La question de l’alimentation peut être étroitement liée à celle de la participation politique. Ce lien est ici illustré à partir de la crise alimentaire qui a sévi en Suisse de 1914 à 1918. Durant la Première Guerre mondiale, les femmes luttent dans les campagnes comme dans les villes pour faire entendre leur voix et elles deviennent parties prenantes sur d’importantes questions politiques.

Outre sa composante physiologique, l’alimentation touche également à la morale et à la politique. La question de la relation entre morale, politique et nutrition se fait particulièrement brûlante dans la conscience collective lorsque les denrées alimentaires viennent à manquer et ne permettent plus d’assurer un approvisionnement suffisant de la population. En Suisse, la dernière pénurie alimentaire accompagnée d’une flambée des prix remonte à la Première Guerre mondiale. 

La caricature en noir et blanc montre une coquette petite ferme devant un magnifique décor alpin. On y voit une paysanne passer une brosse sur une belle motte de beurre qu’elle s’apprête à utiliser pour cirer la botte qu’elle tient dans sa main gauche. La caricature est ainsi légendée : « La jeune fille tartine tranquillement, l’âme en paix, ses croquenots de montagne car, comme le dit la chanson : ‹ Il n’y a pas de péché sur l’alpage ! › ».
« Im Zeichen der Butternot ». In : Der Nebelspalter, No 35 du 1er septembre 1917

La longueur du conflit (1914-1918) a eu raison des timides mesures de soutien prises par les États. Les difficultés du commerce international ont par ailleurs contraint ceux-ci à se replier presque exclusivement sur leur production indigène et, pour couronner le tout, les récoltes ont souffert de conditions météorologiques défavorables dans d’importants pays producteurs. En Suisse comme ailleurs, cette funeste conjonction de facteurs a provoqué des pénuries alimentaires, fait grimper les prix à la consommation ainsi que les coûts de production. 

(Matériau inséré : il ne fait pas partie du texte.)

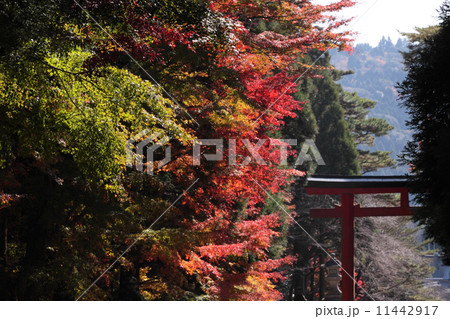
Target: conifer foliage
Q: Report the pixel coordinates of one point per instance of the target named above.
(77, 79)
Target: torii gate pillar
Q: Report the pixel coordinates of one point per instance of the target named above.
(348, 246)
(347, 187)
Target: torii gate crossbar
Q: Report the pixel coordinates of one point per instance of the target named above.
(347, 187)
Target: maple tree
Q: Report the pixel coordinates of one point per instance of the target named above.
(223, 74)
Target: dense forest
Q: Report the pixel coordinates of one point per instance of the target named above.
(376, 72)
(89, 88)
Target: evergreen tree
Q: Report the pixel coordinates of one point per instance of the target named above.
(425, 92)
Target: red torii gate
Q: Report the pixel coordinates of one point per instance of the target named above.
(348, 187)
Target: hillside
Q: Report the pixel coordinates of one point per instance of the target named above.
(376, 72)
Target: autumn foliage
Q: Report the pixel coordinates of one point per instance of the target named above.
(223, 78)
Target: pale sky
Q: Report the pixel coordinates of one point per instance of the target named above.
(377, 18)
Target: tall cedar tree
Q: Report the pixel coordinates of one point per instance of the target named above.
(425, 93)
(71, 97)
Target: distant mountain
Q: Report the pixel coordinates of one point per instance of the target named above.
(376, 72)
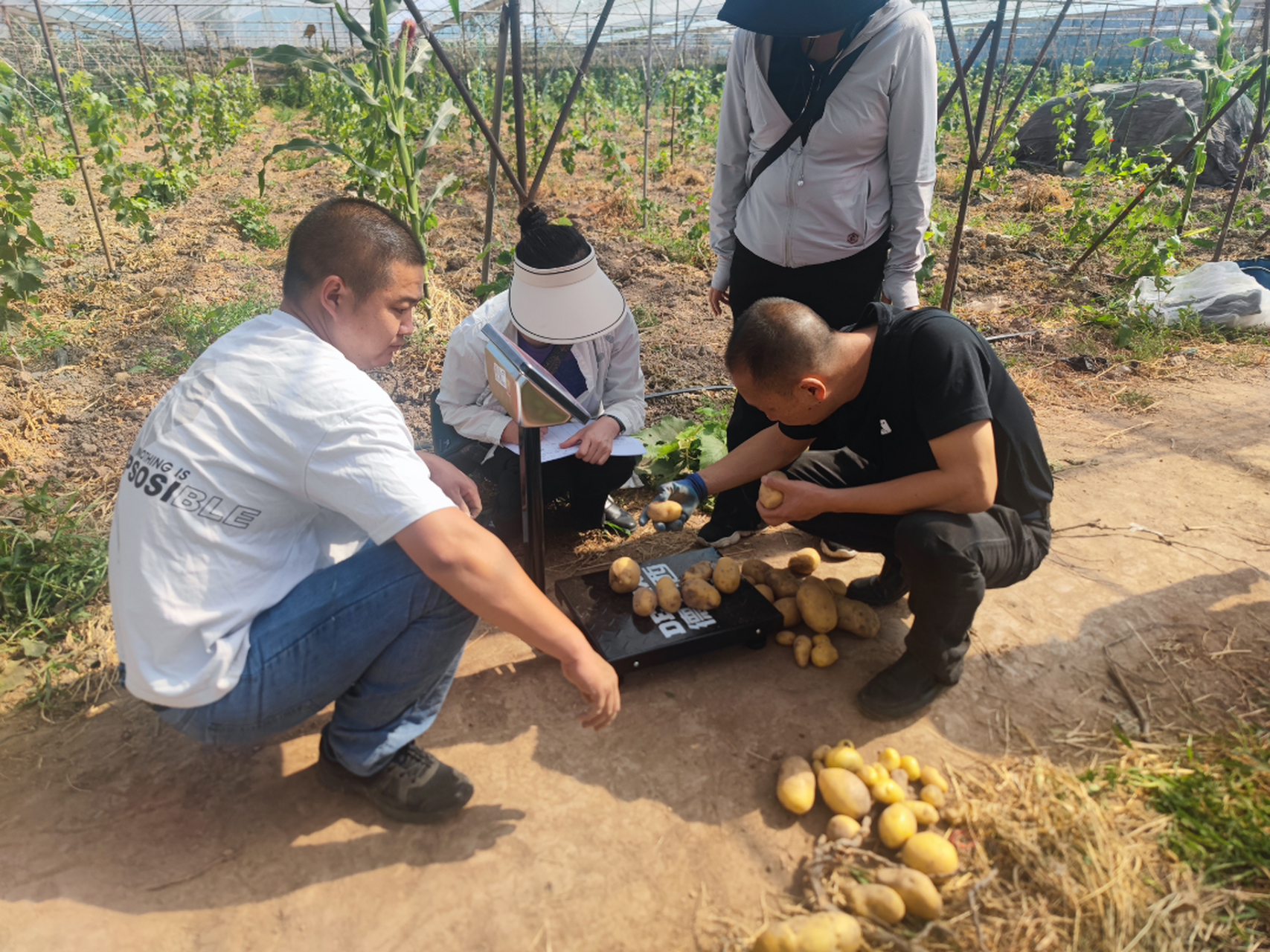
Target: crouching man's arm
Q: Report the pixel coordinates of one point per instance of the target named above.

Pauvreté et impuissance en ville

Pour les familles ouvrières des villes, la mobilisation de guerre signifie la perte d’un revenu complet. À l’époque de la Première Guerre mondiale, il n’existait pas encore d’allocation pour perte de gain, ce qui veut dire que dans la classe ouvrière urbaine l’entretien de la famille incombe entièrement aux femmes. Celles-ci sont confrontées impuissantes à l’augmentation galopante des prix des denrées alimentaires. Sans voix au chapitre politique, mais confrontées à des questions de survie, les consommatrices laissent d’abord éclater leur colère dans des rébellions spontanées. À partir de 1915, dans diverses villes suisses, elles se regroupent, confisquent des marchandises dont elles estiment les prix surfaits pour les revendre sous leur responsabilité propre à des prix plus équitables. Les protestataires se considèrent comme le bras de la police dans la lutte contre l’usure. Par cette attitude combative, les consommatrices urbaines s’affranchissent de leur impuissance et se font pourfendeuses d’injustices qu’elles imputent principalement à la cupidité des producteurs de denrées alimentaires (voir photo). 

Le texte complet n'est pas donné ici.